Urban Transformations and Placemaking
Together with colleagues from Kathmandu University’s Centre for Art and Design – Sujan Chitrakar - and with Delhi’s School of Planning and Architecture – Arunava Dasgupta from the Department of Urban Design – Shaping Asia-co-speaker Prof. Dr. Christiane Brosius has been granted funding that will allow for an inter- and transdisciplinary exchange of students, faculty, museums and non-governmental institutions around the topic of Urban transformation and placemaking: Fostering Learning from South Asia and Germany. The DAAD will fund this initiative in their framework Promotion of Subject-Related Partnerships with Institutions of Higher Education in Developing Countries from 2020-2023. In Heidelberg, the project is located at CATS/HCTS and will be part of the Shaping Asia networking initiative.
The urban landscape of Patan in the Kathmandu Valley has changed dramatically since the new millennium, and especially since the 2015 earthquakes. Splintering urbanism and fairly uncontrolled reconstruction impact everyday life, while tangible and intangible heritage remain relevant for local residents. This leads to tensions and challenges that correspond with situations in other urban scenarios in South Asia. © Christiane Brosius, 2010.

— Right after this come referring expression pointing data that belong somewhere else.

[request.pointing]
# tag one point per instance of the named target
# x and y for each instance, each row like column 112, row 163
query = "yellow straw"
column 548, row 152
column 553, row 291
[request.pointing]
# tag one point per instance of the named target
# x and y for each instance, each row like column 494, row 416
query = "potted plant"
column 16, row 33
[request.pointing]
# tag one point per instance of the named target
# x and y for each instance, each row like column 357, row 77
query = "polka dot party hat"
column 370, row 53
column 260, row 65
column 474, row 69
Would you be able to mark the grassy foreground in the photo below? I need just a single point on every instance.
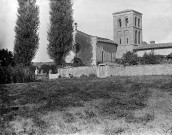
(85, 106)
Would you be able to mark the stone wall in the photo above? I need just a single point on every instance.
(77, 71)
(165, 69)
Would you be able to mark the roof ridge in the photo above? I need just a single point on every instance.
(126, 10)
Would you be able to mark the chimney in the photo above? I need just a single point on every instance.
(152, 42)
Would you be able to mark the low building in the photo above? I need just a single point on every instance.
(92, 50)
(157, 49)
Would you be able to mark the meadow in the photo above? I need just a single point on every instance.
(110, 106)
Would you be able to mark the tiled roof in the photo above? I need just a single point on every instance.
(99, 39)
(105, 40)
(153, 46)
(127, 10)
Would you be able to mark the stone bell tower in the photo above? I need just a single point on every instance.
(127, 30)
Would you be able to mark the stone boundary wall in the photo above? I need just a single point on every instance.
(77, 71)
(165, 69)
(114, 70)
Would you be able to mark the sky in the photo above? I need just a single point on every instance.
(93, 17)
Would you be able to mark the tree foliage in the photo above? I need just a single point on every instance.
(130, 58)
(61, 29)
(47, 68)
(151, 59)
(26, 38)
(6, 58)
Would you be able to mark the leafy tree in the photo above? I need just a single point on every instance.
(26, 38)
(46, 68)
(6, 58)
(60, 32)
(130, 58)
(151, 59)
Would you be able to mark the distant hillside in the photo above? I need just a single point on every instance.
(38, 64)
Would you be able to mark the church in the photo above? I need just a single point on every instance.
(127, 36)
(127, 30)
(92, 50)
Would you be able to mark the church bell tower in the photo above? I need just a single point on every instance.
(127, 30)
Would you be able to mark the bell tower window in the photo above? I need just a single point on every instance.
(139, 37)
(135, 36)
(138, 22)
(135, 21)
(119, 23)
(126, 21)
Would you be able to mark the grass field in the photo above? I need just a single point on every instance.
(110, 106)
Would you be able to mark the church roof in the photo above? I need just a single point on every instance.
(153, 46)
(127, 10)
(105, 40)
(99, 39)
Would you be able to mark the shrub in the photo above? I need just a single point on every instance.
(92, 76)
(151, 59)
(46, 68)
(17, 74)
(130, 58)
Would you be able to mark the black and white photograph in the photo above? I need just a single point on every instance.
(85, 67)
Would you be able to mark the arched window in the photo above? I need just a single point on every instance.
(127, 40)
(135, 36)
(135, 21)
(138, 22)
(139, 37)
(126, 21)
(119, 23)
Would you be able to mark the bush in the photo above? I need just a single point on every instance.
(17, 74)
(130, 58)
(46, 68)
(151, 59)
(92, 76)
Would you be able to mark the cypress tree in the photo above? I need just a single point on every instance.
(26, 29)
(60, 31)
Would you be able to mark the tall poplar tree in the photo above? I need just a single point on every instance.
(60, 32)
(26, 38)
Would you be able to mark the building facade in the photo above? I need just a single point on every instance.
(92, 50)
(127, 30)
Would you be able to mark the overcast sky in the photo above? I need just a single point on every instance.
(93, 17)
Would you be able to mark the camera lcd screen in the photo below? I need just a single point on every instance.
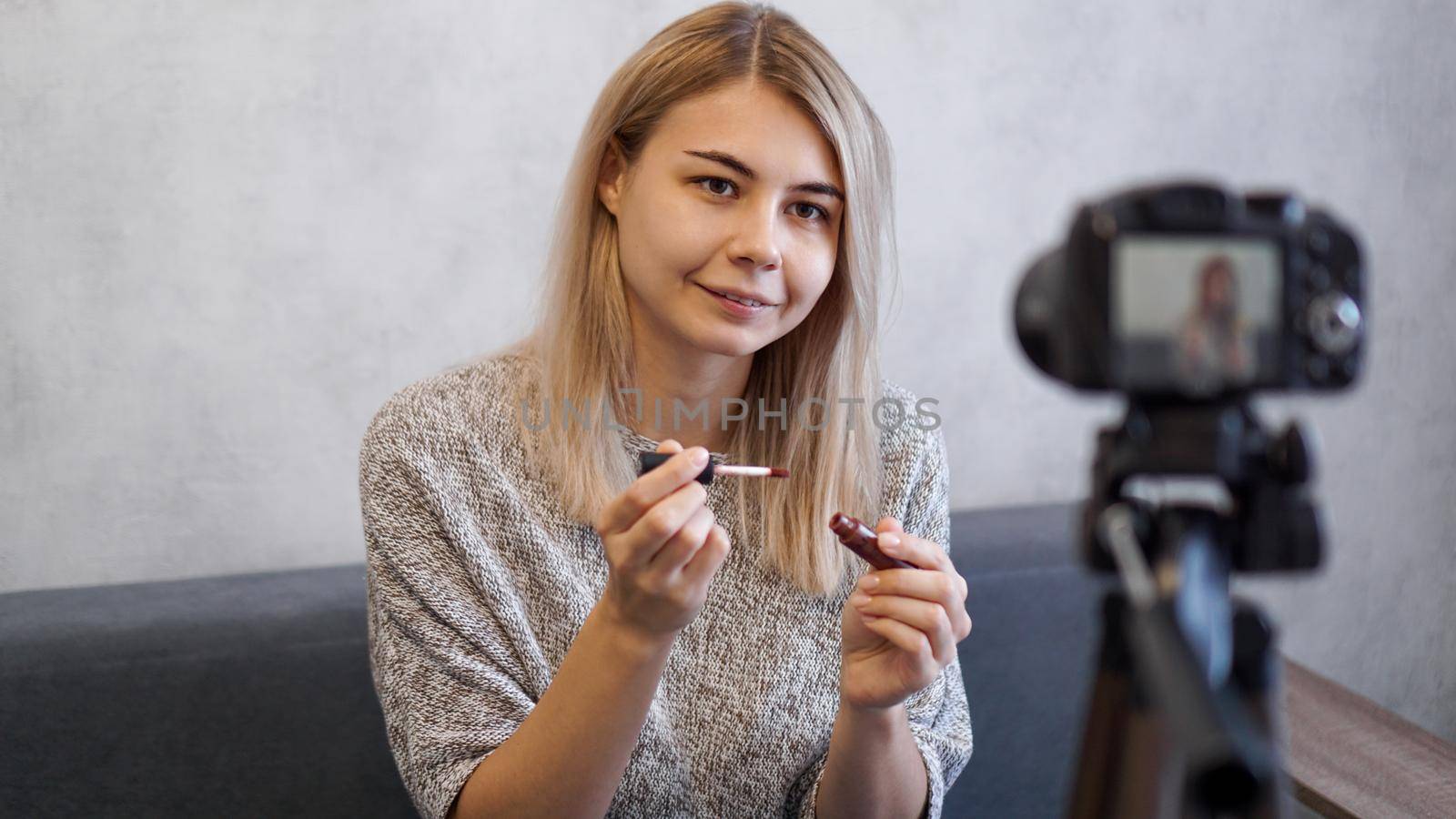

The multi-sited network pays particular attention to the study of urban responses to the interconnectivity of natural and man-made crises in cities, e.g., earthquakes, climate change, migration, endangered heritage and cultural diversity. A focus on placemaking, that is, how people shape their urban habitats and everyday worlds in cities, is especially promising for such an approach. To explore this in a multidisciplinary, comparative and connective way is a major goal of this triangular partnership. Thematically seen, the comparative lens on Delhi and Kathmandu contributes to better understanding of intra-Asian urban transformation without reducing the cities to the often attributed stereotypical ‘chaos’. Delhi and Kathmandu are contact zones for a wide range of communities from varying ethnic and geographic origins.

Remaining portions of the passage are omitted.